PLEASE READ THIS DOCUMENT CAREFULLY! IT CONTAINS VERY IMPORTANT INFORMATION ABOUT YOUR RIGHTS AND OBLIGATIONS, AS WELL AS LIMITATIONS AND EXCLUSIONS THAT MAY APPLY TO YOU.

These terms and conditions of sale (the “Terms and Conditions”) contain the terms and conditions that apply to your purchase from OBR Control Systems, Inc., a Delaware corporation with a principal office located at 32233 West 8 Mile Road, Livonia, MI 48152 ("OBR"), that will be provided to you (the "Customer") on orders for computer systems and/or related products, assemblies and parts (the “Product(s)”) sold in the United States of America. By accepting delivery of the Products described on that invoice, the Customer agrees to be bound by and accepts these Terms and Conditions. The Customer’s terms and conditions shall have no legal effect, unless accepted by OBR in writing.

These Terms and Conditions apply to the relationship between OBR and the Customer, unless the Customer has signed a separate formal purchase agreement with OBR, in which case the separate agreement shall govern; or (ii) unless other OBR standard terms apply to the transaction.

These Terms and Conditions are subject to change without prior written notice at any time, in OBR's sole discretion.

Other Documents

These Terms and Conditions may not be altered, supplemented, or amended by the use of any other document(s). Any attempt to alter, supplement or amend this document or to enter an order for product(s) which is subject to additional or altered terms and conditions will be null and void, unless otherwise agreed to in a written agreement signed by both the Customer and OBR.

Governing Law and Jurisdiction

These Terms and Conditions and any sales hereunder shall be governed by the laws of the State of Delaware in the United States of America, without regard to conflicts of law rules. The application of the United Nations Convention on the International Sale of Goods is expressly excluded. In the event of a dispute arising from or relating to these Terms and Conditions, which is not resolved by negotiation between OBR and the Customer, OBR and the Customer hereby agree to exclusive personal jurisdiction in the State and Federal courts located in Delaware.

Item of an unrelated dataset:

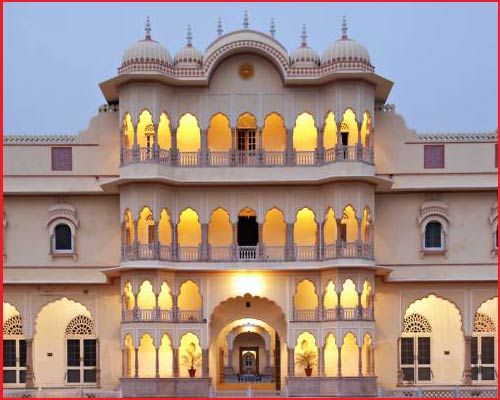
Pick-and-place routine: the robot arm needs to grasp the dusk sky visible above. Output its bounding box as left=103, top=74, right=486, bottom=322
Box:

Payment Terms; Orders; Quotes; Interest

Terms of payment are within OBR's sole discretion, and unless otherwise agreed to by OBR, payment must be received by OBR upon OBR's acceptance of an order and issuance of the related invoice by OBR. Payment for the Products will be made by credit card or some other prearranged payment method, unless credit terms have been agreed to by OBR if OBR feels insecure concerning payment by the Customer.

Invoices are due and payment shall be received within the time period noted on the issued invoice, measured from the date of the invoice. OBR may invoice parts of an order separately. Orders are not binding upon OBR until accepted by OBR. Any quotations given by OBR will be valid for the period stated on the quotation. OBR will be entitled to adjust agreed prices on the basis of the average change in the cost price of the Products at any time.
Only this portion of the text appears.